Я на всякий случай залезаю на подоконник. Брат сжимает кулаки, теплые карие глаза чернеют. Кьяра прижимается к стене, и в ее светлых глазах что-то вспыхивает. Они оба такие разные. Они даже стоят по-разному. Он — прямо, будто врос в пол, а она постоянно двигается. Кьяра оценивающе изучает его красивое лицо, высокие скулы, твердый подбородок… Она делает шаг вперед, и ее простое лицо приобретает уродливые черты.
— Маленькое дерьмо! — Оскорбление она бросает, как перчатку.
— Ненавижу тебя, — шипит он сквозь сжатые зубы и замахивается.
Кьяра тут же бросается на пол. Фрэнк не успевает остановить удар и бьет кулаком прямо в стену. Мгновение стоит тишина: Кьяра лежит на полу, я сижу на подоконнике, а рука Фрэнка, пробив штукатурку, застревает в ней.
— А-а! — Он вытаскивает руку, кровь капает на темный ковер.
Так было всегда, сколько я себя помню. Я всю жизнь знаю Кьяру и большую часть этого времени живу с ней в одной комнате, но я все еще не понимаю, кто она на самом деле. Она похожа на ртуть, потому что постоянно меняется, приспосабливается к разным местам и обстоятельствам, никогда не принимая свою истинную форму. Я знаю, что она пыталась спихнуть Фрэнка с балкона пятого этажа, когда ему было три года, и ударила его в лицо в тот день, когда он родился. Эти двое еще долгие годы будут продолжать бессмысленную борьбу друг с другом.
Фрэнк изучает истекающую кровью руку, когда из соседней комнаты прибегает мама. Она оглядывает нас, видит дыру в стене и подчеркнуто невинное выражение лица Кьяры.
— Что случилось?! — восклицает она, побледнев.
— Это она виновата! — орет Фрэнк.
Он зажимает запястье левой рукой, пытаясь остановить кровь.
— Ты мерзкая! — кричу я Кьяре. — Ты назвала его слабым!
В нашей семье нет худшего оскорбления.
— Почему ты на подоконнике? Чтоб тебя! — Мама за руку стаскивает меня вниз.
К счастью, когда папа возвращается, мы успеваем разойтись по своим углам. Отмытые и одетые в пижамы, мы не вызываем подозрений. Дыру нам удалось прикрыть какой-то картинкой в рамке. Папа хмурится, увидев повязку на руке Фрэнка, и это лишний раз напоминает нам, что от него ничто не ускользнет.

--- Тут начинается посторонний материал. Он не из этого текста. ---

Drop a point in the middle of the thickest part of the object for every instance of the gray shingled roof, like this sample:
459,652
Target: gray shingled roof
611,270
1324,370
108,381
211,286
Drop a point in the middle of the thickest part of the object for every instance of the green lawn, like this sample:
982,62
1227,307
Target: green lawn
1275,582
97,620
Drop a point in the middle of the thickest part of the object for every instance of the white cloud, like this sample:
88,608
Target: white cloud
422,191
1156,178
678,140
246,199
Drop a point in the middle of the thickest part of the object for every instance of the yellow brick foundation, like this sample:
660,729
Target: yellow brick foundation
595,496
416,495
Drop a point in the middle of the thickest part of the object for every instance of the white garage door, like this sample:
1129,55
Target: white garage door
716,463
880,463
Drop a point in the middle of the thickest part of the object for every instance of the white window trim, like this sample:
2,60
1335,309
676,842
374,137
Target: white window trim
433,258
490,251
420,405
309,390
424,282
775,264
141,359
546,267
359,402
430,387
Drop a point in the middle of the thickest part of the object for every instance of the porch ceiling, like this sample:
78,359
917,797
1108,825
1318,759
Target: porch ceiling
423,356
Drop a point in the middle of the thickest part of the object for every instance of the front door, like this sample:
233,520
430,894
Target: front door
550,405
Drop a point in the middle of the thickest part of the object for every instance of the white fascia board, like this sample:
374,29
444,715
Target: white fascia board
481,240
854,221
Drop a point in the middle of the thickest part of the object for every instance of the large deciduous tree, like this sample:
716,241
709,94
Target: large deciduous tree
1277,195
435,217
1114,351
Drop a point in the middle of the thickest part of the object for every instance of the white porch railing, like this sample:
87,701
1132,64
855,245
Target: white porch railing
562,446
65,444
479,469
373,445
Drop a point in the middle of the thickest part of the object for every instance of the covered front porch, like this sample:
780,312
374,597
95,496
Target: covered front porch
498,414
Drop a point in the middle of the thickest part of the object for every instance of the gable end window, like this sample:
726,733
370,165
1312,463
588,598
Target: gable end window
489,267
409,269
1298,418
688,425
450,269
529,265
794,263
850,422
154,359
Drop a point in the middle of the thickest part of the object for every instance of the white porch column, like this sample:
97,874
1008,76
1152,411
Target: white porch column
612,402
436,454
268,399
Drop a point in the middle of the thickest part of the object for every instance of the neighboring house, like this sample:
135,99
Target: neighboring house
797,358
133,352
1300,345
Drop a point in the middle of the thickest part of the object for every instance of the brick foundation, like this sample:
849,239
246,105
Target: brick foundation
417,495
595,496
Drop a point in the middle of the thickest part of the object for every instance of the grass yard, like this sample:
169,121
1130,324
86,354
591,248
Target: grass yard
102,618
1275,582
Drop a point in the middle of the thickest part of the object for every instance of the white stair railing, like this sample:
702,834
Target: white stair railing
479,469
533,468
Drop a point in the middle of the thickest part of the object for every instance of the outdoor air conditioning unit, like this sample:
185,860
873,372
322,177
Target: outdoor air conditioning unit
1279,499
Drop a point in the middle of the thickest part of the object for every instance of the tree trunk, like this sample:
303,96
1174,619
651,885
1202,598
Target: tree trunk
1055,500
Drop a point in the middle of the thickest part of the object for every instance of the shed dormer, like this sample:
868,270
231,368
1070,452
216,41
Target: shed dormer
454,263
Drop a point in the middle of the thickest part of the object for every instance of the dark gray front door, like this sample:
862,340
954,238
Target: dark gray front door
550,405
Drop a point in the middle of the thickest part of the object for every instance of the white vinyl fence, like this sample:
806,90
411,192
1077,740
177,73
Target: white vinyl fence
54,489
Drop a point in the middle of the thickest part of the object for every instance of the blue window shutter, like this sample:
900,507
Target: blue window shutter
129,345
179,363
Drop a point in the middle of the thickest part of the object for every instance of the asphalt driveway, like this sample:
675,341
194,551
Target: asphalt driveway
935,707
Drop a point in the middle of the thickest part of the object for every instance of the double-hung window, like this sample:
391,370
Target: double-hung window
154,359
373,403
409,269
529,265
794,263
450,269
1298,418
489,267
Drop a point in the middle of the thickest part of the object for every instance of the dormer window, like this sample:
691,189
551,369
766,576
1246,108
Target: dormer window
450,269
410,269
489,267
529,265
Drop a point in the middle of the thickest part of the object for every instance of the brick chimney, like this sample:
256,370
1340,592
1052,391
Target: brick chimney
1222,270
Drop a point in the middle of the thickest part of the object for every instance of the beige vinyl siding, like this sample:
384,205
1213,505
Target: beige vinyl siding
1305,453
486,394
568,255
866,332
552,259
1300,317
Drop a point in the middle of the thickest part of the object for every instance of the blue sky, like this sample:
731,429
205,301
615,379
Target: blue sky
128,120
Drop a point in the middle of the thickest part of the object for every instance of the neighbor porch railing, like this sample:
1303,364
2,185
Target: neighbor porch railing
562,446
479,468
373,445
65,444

Когда в окно начинает дуть утренний ветер, теплый и свежий, я делаю свою обычную зарядку и растяжку. Фрэнк начал тренировать меня вскоре после моего рождения, готовя свою младшую сестру к карьере профессиональной спортсменки, которую сам же для нее и выбрал. Я делаю приседания, отжимания, подъемы корпуса, стою у стены на руках… Потом наступает время уроков с мамой.

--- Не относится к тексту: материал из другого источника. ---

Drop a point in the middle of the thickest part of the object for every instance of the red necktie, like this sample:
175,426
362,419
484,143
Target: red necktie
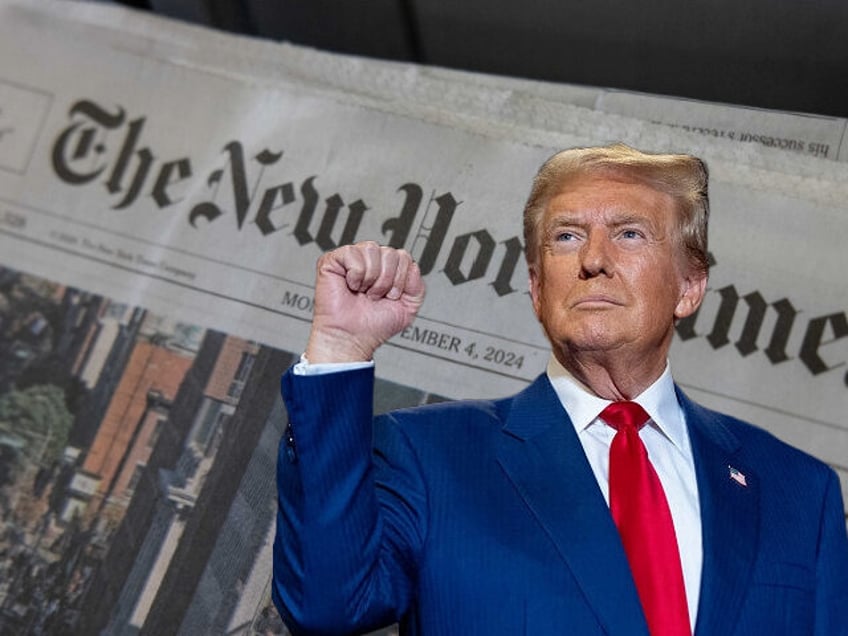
640,511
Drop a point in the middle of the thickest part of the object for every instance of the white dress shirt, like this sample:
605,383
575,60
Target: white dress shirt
667,441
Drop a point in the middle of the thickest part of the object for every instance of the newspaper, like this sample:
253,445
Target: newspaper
165,191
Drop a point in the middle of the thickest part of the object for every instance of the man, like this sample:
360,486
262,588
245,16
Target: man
532,514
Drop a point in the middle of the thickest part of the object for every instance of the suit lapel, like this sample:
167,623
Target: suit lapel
729,519
543,457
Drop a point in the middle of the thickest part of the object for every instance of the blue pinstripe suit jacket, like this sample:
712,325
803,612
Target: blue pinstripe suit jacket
484,517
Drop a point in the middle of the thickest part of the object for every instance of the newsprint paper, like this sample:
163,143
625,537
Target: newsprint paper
165,192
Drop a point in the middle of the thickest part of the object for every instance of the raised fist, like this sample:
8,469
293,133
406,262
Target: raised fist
364,295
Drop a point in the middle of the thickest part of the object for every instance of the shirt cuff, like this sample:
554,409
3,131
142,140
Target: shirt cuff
304,367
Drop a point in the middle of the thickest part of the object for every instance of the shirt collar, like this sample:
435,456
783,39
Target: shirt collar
659,400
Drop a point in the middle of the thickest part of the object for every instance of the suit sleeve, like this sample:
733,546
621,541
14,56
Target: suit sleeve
832,566
350,509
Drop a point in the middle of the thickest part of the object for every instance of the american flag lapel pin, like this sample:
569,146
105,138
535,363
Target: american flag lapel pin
738,477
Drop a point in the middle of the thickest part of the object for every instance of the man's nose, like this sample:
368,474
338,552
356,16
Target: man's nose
596,256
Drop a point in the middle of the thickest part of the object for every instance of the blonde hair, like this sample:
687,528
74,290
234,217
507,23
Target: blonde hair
683,177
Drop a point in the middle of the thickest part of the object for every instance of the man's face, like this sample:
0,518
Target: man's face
610,277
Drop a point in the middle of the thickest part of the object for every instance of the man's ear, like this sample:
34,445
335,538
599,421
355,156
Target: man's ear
693,288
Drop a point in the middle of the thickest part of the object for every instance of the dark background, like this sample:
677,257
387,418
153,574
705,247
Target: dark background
779,54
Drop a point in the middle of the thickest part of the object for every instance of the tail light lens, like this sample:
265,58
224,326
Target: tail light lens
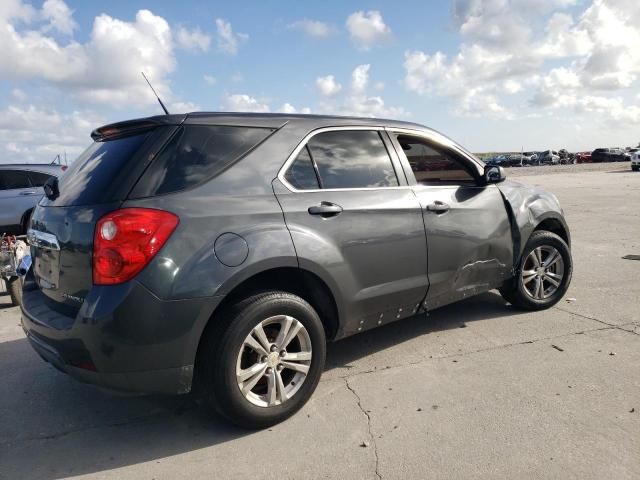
126,240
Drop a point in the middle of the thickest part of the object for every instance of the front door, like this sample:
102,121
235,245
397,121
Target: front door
470,249
356,225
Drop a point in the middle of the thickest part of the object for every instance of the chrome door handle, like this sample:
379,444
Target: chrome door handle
438,207
325,209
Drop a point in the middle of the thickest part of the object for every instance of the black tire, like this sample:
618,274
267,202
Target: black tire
220,346
14,287
514,291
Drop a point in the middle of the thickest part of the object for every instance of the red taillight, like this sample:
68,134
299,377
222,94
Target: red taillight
126,240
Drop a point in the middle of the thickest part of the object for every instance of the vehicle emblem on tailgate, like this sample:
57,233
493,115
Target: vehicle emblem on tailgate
42,240
66,296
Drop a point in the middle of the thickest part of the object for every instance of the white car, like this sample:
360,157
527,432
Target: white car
635,159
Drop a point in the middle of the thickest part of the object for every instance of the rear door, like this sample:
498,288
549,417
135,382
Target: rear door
356,224
468,230
16,197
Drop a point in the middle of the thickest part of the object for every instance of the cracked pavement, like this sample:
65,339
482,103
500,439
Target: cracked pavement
473,390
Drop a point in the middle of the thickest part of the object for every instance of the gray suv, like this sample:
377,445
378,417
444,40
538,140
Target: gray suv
21,187
220,252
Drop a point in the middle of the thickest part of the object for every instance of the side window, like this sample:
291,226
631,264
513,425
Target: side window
301,174
38,179
352,159
195,154
13,179
434,167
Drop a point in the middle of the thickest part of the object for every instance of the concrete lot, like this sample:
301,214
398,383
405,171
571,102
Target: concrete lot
475,390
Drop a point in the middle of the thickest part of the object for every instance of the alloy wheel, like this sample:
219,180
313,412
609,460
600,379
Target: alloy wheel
273,361
542,272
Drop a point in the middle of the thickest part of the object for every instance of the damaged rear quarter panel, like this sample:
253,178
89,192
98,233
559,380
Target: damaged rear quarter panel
528,207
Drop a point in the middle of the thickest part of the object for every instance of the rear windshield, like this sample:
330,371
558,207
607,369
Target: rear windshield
195,154
93,177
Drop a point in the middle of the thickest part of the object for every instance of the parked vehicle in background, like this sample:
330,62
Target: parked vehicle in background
583,157
610,155
530,158
21,188
513,160
566,157
219,251
548,157
496,160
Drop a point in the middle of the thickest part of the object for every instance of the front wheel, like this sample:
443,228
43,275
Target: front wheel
262,360
544,273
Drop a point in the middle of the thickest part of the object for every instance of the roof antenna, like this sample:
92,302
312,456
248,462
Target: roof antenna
154,92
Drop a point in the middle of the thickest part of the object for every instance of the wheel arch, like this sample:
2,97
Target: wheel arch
555,225
295,280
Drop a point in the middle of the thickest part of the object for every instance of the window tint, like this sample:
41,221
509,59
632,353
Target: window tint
301,174
11,179
352,159
38,179
92,177
195,154
432,167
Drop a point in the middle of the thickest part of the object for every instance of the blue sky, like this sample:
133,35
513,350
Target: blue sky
492,74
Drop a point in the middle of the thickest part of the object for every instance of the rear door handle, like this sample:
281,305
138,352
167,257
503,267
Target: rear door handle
325,209
438,207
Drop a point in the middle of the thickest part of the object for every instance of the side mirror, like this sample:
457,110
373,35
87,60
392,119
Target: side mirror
494,174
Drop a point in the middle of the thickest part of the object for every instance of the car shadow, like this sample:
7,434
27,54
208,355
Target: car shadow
53,426
627,170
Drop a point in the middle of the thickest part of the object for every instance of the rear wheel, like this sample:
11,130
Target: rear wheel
262,359
544,273
14,287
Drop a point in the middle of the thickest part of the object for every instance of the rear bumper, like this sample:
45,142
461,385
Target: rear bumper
122,338
170,380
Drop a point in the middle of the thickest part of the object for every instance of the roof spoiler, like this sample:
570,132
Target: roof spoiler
134,127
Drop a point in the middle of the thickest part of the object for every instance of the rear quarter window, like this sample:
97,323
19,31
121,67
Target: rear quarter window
13,179
195,154
96,175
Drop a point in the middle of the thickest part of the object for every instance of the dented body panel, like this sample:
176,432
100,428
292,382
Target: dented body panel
384,257
528,207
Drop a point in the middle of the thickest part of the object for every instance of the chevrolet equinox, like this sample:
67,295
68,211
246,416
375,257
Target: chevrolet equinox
220,252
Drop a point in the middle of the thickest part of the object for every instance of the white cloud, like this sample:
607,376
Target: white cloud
313,28
59,16
228,41
288,108
360,79
193,40
358,102
512,86
18,95
55,133
98,70
367,29
531,48
327,85
244,103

Сегодня мы начинаем с математики. Я обожаю свои счеты, блестящие, с темными деревянными костяшками, довольно крупными, чтобы было проще их двигать. Они приятно щелкают и быстро дают ответы на самые сложные задачи. Фрэнк и Кьяра прошли интенсивный курс за те несколько месяцев, что мы провели в Японии. Они настоящие эксперты, их пальцы так и летают над страницами учебника. Им даже не нужны счеты, брат и сестра легко решают сложные примеры на умножение и деление, просто закрывая глаза и двигая руками, как будто переметая невидимые костяшки.

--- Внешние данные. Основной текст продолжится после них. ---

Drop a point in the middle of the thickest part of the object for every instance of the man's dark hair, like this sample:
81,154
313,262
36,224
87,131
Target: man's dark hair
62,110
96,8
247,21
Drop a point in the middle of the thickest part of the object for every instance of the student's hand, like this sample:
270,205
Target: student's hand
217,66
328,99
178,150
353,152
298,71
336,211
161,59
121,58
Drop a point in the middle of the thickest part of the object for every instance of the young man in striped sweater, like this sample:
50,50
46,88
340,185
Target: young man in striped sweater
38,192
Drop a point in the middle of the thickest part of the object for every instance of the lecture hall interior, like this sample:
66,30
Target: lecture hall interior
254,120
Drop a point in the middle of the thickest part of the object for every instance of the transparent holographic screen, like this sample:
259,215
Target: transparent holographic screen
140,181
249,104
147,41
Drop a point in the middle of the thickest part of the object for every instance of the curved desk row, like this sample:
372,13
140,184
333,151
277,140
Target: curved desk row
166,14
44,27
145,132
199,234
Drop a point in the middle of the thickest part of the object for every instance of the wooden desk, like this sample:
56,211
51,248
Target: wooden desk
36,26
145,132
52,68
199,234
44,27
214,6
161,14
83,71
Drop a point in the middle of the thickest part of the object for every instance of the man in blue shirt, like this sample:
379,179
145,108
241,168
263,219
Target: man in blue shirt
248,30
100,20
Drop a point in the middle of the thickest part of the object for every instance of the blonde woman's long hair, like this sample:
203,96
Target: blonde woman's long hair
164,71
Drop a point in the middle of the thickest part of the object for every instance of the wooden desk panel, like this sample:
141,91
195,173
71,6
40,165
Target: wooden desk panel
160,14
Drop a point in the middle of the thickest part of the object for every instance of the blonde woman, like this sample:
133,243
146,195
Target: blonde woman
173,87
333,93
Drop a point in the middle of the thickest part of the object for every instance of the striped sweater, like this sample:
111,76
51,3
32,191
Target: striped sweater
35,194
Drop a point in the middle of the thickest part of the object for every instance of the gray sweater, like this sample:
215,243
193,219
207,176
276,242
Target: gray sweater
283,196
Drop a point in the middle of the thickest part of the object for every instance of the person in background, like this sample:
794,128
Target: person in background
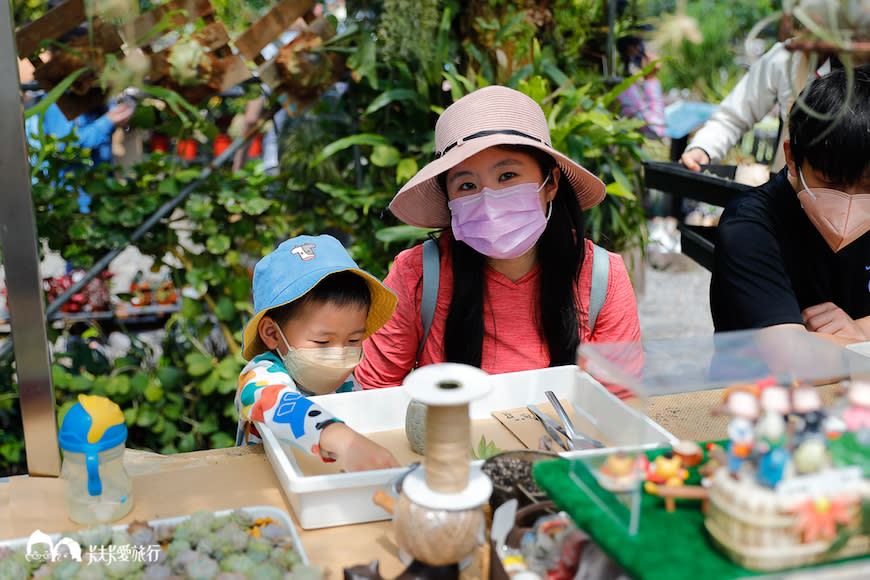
93,130
643,99
794,251
313,308
515,266
766,86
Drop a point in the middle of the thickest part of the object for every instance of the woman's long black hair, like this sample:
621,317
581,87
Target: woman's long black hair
560,252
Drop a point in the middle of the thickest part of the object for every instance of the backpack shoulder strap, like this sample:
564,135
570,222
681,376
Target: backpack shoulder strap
431,278
600,275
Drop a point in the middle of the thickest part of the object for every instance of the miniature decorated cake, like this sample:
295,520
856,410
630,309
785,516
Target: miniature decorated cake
794,490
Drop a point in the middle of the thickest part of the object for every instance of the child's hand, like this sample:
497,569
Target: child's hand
355,452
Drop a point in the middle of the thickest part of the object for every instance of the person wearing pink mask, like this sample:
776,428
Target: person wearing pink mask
796,251
514,267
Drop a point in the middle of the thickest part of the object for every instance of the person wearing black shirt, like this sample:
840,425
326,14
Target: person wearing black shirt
796,251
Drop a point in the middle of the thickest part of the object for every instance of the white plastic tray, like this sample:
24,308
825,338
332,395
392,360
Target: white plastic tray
279,516
346,498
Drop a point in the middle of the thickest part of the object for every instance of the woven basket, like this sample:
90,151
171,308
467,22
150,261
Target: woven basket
752,526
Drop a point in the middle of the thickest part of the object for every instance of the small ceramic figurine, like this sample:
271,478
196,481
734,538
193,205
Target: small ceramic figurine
690,452
772,434
619,473
857,416
716,458
809,442
666,469
741,402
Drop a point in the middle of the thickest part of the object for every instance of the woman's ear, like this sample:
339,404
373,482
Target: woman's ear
790,164
268,331
553,183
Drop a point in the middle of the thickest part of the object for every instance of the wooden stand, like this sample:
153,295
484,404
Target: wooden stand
224,70
297,72
89,52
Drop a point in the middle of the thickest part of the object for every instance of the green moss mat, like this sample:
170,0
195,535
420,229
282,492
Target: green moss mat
668,546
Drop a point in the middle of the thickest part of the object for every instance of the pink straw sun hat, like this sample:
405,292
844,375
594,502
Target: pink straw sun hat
487,117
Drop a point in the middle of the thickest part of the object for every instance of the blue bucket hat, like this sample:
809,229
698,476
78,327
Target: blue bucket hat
297,266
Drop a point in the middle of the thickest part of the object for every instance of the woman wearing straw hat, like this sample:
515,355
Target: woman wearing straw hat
515,271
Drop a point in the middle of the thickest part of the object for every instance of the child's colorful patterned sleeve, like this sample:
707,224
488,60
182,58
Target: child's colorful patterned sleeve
264,395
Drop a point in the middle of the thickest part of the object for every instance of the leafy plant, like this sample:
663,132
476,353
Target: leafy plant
485,449
342,160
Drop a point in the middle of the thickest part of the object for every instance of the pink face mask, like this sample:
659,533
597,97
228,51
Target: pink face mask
501,224
840,217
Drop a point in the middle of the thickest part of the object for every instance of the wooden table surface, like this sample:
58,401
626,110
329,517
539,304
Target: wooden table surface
173,485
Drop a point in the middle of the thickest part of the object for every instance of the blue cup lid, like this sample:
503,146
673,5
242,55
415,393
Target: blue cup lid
92,425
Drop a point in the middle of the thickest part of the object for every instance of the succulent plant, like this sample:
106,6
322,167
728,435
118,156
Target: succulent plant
235,547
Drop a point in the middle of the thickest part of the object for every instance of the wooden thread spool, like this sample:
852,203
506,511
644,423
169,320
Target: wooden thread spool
438,518
437,537
448,436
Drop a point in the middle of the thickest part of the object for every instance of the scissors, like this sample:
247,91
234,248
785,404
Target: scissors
577,439
553,429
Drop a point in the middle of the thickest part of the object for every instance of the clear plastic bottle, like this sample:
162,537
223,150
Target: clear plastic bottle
93,438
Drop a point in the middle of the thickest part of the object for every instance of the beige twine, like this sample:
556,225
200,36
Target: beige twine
448,437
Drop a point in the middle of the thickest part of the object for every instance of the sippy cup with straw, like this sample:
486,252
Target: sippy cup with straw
93,437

Мы сидим в ряд — я посередине, скрестив ноги, на узорчатом отдельном ковре. Мамин нежный голос с французским акцентом направляет нас. Двадцать минут я тружусь над сложением и вычитанием, а потом отползаю на диван отдохнуть.
Меня страшно бесит, что я не такая умная, как все в нашей семье. Конечно, они намного старше, но мне кажется, что нагнать их абсолютно невозможно.
После недели отдыха папа вскакивает с ветхого шезлонга, некоторое время смотрит, как я бросаю палочки в пустой бассейн, а потом восклицает:
— Поехали в Амритсар!
— Поехали, — согласно киваю я.
Он оглядывает пустынные окрестности и жестом приглашает меня опуститься рядом.
— Харбхаджан, ты знаешь, зачем мы сюда приехали?
Мы сидим бок о бок: огромный мужчина и его миниатюрная копия.
Я качаю головой.
— Это место спасло мне жизнь, — поясняет он.
— Бассейн?
От папиного смеха шезлонг начинает сотрясаться.
— Эта страна. Еще до того, как я приехал сюда впервые. Когда я был моложе, я пытался понять, как надо жить, как существовать в мире… — Он вдруг замолкает.